Pharyngitis caused by Group A streptococcal is typically characterized by fever, dysphagia, and abrupt onset of pharyngeal pain. A viral aetiology is suggested by rhinitis, coughing, hoarseness, conjunctivitis, and diarrhea.

Group A streptococci pharyngitis is more likely to occur when there is patchy exudate on the posterior pharynx, palatal petechie, and swollen and sensitive anterior cervical lymph nodes.

However, it is difficult to reliably distinguish between viral and streptococcal pharyngitis in a single child. Streptococcal illness must therefore be taken into consideration in all cases of acute pharyngitis.

It is uncommon for bacteria other than Group A streptococci to cause pharyngitis. Furthermore, there are no side effects like acute rheumatic fever. As was already said, the majority of pediatric pharyngitis cases are caused by viruses. In the absence of a diagnosis of Group A streptococcal pharyngitis or another bacterial illness, antibiotics should not be given to a kid with pharyngitis.

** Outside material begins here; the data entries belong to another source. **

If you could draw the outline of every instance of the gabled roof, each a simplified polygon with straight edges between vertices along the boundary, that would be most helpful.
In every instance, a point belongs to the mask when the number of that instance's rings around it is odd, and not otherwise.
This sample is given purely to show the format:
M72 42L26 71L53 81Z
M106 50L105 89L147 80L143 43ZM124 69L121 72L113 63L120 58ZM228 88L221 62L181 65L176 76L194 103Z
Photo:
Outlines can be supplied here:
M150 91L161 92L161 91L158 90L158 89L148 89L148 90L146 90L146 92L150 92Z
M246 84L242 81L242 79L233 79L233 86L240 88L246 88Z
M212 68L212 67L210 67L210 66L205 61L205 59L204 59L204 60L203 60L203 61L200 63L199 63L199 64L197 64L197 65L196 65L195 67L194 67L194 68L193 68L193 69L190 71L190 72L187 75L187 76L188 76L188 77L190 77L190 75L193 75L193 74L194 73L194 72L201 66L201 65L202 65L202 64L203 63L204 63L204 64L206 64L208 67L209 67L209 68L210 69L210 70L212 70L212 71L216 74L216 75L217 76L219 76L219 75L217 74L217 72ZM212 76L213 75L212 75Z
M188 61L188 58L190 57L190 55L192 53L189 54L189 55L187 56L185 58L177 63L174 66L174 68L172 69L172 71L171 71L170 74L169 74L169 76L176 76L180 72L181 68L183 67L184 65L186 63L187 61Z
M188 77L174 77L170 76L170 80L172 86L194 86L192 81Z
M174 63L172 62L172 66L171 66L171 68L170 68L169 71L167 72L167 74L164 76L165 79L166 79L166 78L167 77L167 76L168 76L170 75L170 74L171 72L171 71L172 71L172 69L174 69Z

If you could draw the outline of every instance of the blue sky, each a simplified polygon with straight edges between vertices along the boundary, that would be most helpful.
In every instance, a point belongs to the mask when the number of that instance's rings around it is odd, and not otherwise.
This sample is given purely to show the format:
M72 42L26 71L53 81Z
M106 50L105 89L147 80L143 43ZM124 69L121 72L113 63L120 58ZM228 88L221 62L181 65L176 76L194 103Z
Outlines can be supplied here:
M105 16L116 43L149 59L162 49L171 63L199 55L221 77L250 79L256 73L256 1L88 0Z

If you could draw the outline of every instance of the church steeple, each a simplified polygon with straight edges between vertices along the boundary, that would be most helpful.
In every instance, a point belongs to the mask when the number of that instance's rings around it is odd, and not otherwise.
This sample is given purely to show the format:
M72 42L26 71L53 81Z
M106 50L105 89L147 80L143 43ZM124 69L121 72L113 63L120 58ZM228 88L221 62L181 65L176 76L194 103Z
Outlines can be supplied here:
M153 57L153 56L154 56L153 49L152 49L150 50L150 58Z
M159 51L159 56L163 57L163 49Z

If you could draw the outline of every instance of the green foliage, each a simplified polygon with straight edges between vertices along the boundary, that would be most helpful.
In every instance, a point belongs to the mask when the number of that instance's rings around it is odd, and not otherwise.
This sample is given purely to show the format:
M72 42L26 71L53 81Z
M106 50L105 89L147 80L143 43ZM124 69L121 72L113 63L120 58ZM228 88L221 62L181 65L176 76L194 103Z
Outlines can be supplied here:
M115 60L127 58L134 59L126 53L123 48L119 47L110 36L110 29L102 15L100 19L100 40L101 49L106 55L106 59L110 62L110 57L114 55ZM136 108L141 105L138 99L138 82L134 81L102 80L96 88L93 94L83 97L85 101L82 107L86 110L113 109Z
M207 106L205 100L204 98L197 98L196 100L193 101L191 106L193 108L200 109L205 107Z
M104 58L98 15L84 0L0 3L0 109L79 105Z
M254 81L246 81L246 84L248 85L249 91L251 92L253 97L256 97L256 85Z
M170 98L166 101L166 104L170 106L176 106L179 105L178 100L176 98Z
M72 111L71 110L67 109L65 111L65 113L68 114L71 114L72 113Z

The drug penicillin is used to treat Group A streptococcal pharyngitis. This is a result of its limited range of activity, low cost, and excellent efficacy. In contrast to beta-lactam antibiotic resistance, Group A streptococcal resistance to macrolide antibiotics has been documented. Resistance to macrolides such as clarithromycin or azithromycin would be comparable to erythromycin resistance. Cephalosporins outperformed penicillin in a meta-analysis of 19 investigations, eradicating GABS from the oropharynx more completely. These substances have a broad range of antibacterial activity, which promotes the development of resistance against a variety of bacterial infections. Patients with penicillin allergies, compliance problems, or penicillin therapy failure must get other therapies. Laboratory testing along with clinical and epidemiological findings should be used to determine the diagnosis of Group A streptococcal pharyngitis. Only when a Group A streptococcal infection or other bacterial infection has been diagnosed should antibiotics be administered to a child with pharyngitis. The preferred treatment for Group A streptococcal pharyngitis is penicillin.